Too too solid: On The Norton Shakespeare and The New Oxford Shakespeare – Times Literary Supplement

To publish a new edition of Shakespeare’s complete plays and poems is a massive and expensive undertaking. A team of general editors must be assembled, together with those who will edit the individual works. Experts in many disciplines will be needed, from textual criticism to theatrical history; musical and visual resources, maps, and other useful information assembled; and the whole apparatus made available in both print and digital formats. The year 2016 brought us new complete editions from Oxford University Press and W. W. Norton, the two great rivals in the lucrative student textbook market.

The complete Shakespeare market is presumably quite large; college and university students studying English have to buy one, and that market is probably very lucrative, hence the regular (every couple of decades) new editions.

In planning one-volume editions, many decisions must be made about the end-product and its format. In 1986 the Oxford Shakespeare appeared in a handsome folio of 1,432 pages, set in double columns, the standard format for most editions of the complete works since the First Folio. (It was subsequently issued as a reduced-size paperback.) In 1997 Norton preferred a smaller page, set in a single column, but now running to 3,420 pages, printed on thin paper, with attendant print-through. The new edition retains this format, but at 3,500 pages including appendices, it is an awkward book to use. If you open it in the middle it resembles two inverted halves of a melon; open at the beginning it curves like a rugby ball; either way it is hard to read or annotate the text in the gutter, as printers call the space between facing pages of an open book. The New Oxford has imitated Norton by choosing a smaller format than the first edition, also set in single column, slightly shorter (only 3,382 pages) but even heavier, weighing in at 5.8 kg, compared to the Norton’s 5.4 kg. We may wonder for whom these editions are intended. The paper in both editions is unsuitable for libraries, easily torn or frayed.

What I find interesting is how every complete Shakespeare edition is a bad book. It’s too big, too heavy, unwieldy, hard to read, and the paper generally sucks. Yet publishers won’t change the one-volume approach because it sells. I would much prefer a three-volume complete Shakespeare: one volume for comedies, one for tragedies, and one for histories (and the “problem plays” or others that don’t fit in those categories could be added to one of the there). It would have all the advantages of completeness, but at roughly 1,000 pages per volume, they would be easier to use. Actually, Norton sells their edition like that; they seem to be the only one. They have a four-volume edition, with comedies, tragedies, histories, and romances. And they even sell an “Essential Plays / The Sonnets” edition.
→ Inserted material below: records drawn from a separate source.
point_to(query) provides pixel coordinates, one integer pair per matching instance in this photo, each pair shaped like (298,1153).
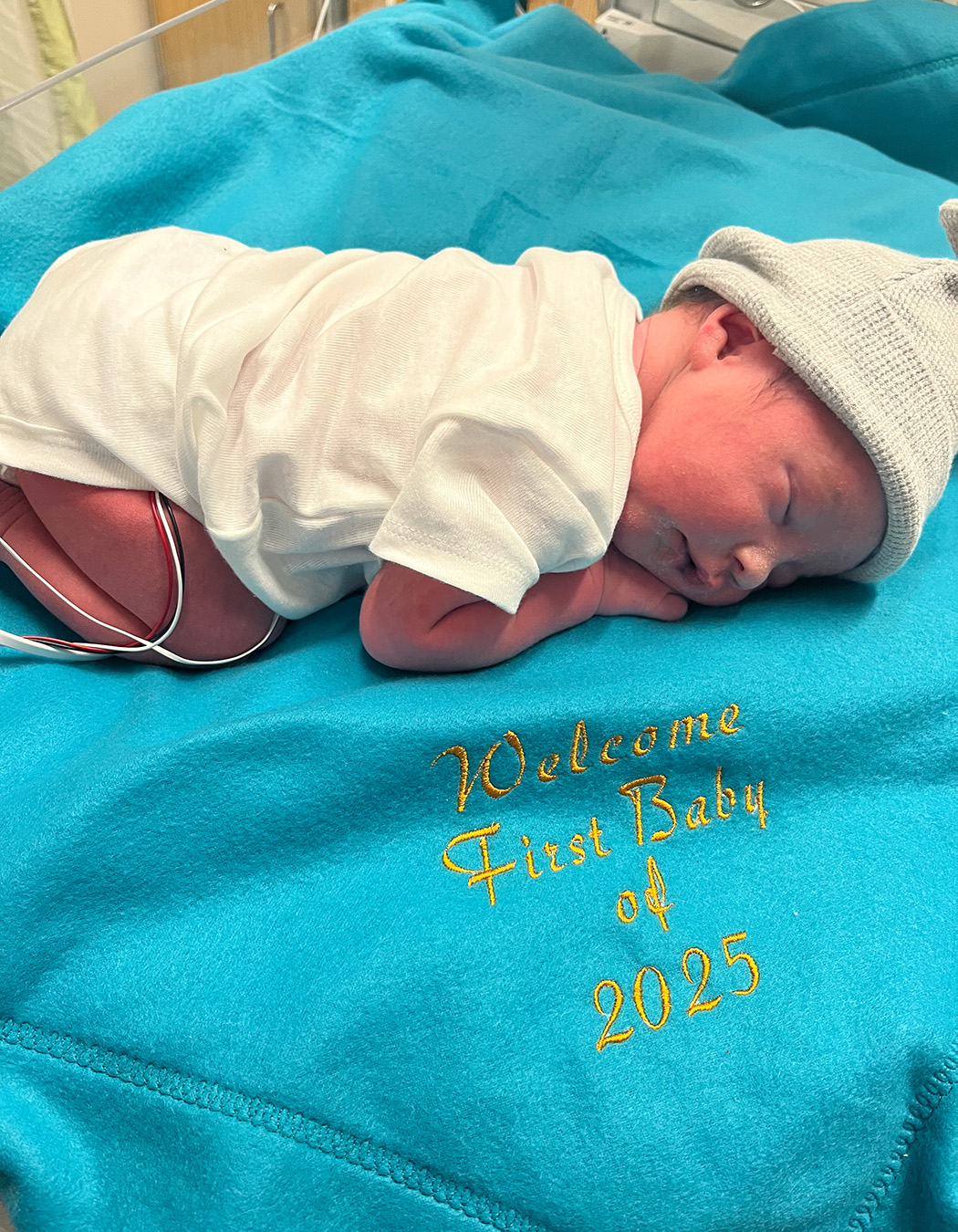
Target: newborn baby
(497,453)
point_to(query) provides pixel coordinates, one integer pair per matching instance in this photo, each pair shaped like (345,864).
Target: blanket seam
(272,1118)
(927,1099)
(799,100)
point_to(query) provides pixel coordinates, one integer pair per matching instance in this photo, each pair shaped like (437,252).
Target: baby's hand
(630,590)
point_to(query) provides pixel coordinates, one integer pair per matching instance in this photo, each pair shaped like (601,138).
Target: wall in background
(127,77)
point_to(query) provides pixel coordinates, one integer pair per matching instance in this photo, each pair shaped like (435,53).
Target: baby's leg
(101,548)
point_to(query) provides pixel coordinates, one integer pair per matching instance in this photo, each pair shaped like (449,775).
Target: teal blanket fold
(652,926)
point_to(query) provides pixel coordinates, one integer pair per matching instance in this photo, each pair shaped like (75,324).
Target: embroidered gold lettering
(580,747)
(465,786)
(486,872)
(595,834)
(627,907)
(532,872)
(637,748)
(666,999)
(547,774)
(723,794)
(756,802)
(552,851)
(696,1006)
(617,998)
(655,893)
(488,786)
(633,790)
(615,741)
(742,956)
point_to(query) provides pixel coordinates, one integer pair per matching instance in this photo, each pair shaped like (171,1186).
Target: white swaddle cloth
(321,412)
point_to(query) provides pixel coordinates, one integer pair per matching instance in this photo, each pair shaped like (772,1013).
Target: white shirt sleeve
(483,510)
So why don’t publishers make their Shakespeare editions like that? Most likely because their sales would fall. Say you’re doing a Shakespeare course in university, and you happen to only be studying Hamlet and King Lear; well, you don’t need all three or four volumes, you’d just buy the Tragedies volume. Textbook publishing is often about forcing students to pay a lot more than they should for things they don’t need, but have to buy because they are assigned.

While the main work of a Shakespeare edition is the critical and textual element, I doubt that’s what leads teachers to prescribe one edition over the other. Yet this article discusses some very important points about the approach taken in each of these editions. What’s included, and what’s excluded – especially for plays where there are multiple, conflicting versions, such as Hamlet and King Lear – makes a big difference.

I haven’t seen the new Norton edition, but the previous edition was horrible; you could sneeze and tear a page. I have the new Oxford edition, which is much more readable, but its approach, explained in the article, raises questions.

My choice? I buy individual editions of the plays. I still have a couple of complete editions, because they do contain interesting critical texts, but the individual editions are easier to read, and generally contain more notes.